I agree, but would like to add the aspect of uncertainty. When reasoning from analogy, you usually have good statistical knowledge about the properties of the problem. For example, the targetted product category may exist, and customer behavior is known, and therefore predicting what would happen in some nearby configuration is usually somewhat accurate. On the other hand, in the first principles case you need to have a very accurate theory, because you are "far away" from what exists currently. If the theory in questions concerns physics, as for Musk, then this can work well. On the other hand if it is about social sciences and you need to predict the behaviors of customer from some kind of first-principle model (e.g. rational agent models), then you are very likely to make mispredictions, since human behavior is complicated, and the theories are inaccurate and overly general.
With uncertainty you just change your objective function to an evaluation function of any possible scenario scaled with its probability. It doesn't change how optimization works. Again this formulation is only easy to solve in very limited context. For example in economics people have been working with the oversimplified supply-demand curves precisely because they are usually the dominating factors and in practice a sufficiently accurate model works just fine. This model only gives insights for why different ways of reasoning works, not actually providing the panacea.
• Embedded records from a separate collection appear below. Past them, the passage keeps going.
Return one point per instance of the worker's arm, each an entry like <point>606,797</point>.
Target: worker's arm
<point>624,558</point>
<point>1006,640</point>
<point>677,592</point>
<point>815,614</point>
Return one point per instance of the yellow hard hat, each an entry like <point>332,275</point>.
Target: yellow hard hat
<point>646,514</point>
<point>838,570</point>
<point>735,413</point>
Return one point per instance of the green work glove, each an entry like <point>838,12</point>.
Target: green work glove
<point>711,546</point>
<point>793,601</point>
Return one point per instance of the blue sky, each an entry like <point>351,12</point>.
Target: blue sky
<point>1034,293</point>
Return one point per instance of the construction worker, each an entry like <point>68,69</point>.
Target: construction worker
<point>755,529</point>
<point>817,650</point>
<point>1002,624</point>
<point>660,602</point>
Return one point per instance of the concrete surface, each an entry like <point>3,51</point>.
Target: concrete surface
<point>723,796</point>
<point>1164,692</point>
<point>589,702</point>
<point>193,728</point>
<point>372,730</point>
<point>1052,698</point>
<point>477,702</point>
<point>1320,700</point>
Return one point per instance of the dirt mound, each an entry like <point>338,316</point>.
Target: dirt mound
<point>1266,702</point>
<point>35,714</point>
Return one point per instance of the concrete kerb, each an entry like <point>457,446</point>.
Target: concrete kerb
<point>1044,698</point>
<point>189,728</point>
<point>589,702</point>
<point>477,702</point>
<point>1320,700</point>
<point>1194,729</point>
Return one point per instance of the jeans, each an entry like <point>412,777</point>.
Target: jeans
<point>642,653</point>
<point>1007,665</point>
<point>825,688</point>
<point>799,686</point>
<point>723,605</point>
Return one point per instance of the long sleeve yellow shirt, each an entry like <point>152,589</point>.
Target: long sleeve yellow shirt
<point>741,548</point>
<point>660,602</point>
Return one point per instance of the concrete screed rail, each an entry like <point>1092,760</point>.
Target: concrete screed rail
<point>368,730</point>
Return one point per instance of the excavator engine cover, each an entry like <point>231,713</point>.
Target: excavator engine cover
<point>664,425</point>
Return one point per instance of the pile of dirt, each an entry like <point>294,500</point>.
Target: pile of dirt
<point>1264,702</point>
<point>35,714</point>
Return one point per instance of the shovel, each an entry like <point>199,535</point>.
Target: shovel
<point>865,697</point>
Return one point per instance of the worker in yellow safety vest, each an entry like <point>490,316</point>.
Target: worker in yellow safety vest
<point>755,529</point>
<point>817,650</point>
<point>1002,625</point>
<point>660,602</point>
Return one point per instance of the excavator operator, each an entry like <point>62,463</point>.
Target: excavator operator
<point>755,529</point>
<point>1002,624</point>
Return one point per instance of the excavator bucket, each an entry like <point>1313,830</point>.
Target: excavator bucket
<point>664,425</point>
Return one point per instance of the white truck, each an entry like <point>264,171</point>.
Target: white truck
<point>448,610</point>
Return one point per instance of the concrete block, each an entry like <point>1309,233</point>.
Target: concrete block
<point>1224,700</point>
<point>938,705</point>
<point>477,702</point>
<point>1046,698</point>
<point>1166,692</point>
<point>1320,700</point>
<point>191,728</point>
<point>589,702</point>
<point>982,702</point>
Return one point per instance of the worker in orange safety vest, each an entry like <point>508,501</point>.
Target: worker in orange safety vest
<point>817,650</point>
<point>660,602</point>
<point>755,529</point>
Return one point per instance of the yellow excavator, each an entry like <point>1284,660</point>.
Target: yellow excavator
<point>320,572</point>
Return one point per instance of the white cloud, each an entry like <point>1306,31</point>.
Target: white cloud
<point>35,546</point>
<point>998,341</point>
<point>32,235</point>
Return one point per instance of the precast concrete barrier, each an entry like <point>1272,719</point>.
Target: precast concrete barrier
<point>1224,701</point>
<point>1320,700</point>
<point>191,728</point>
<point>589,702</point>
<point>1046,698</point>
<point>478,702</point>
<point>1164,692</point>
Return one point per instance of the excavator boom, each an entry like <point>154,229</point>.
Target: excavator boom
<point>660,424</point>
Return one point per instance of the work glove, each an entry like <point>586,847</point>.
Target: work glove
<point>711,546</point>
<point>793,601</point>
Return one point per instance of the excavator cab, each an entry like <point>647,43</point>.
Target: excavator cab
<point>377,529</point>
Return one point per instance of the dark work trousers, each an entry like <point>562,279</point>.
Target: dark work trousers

The good thing about gradient descent is that you do NOT need to have a model, you just need to focus on a few parameters and figure out what is the direction for best improvement from a current relatively good point, where the other billions of parameters are already accounted for and assumed independent from the direction you are going.
It seems you are assuming there are direct observations. Musk is talking about generating hypothetical observations from a model (the cost of the battery is bounded from below by the cost of the battery materials). This sort of bounding does not always work outside physics, because the uncertainties are so ill behaving.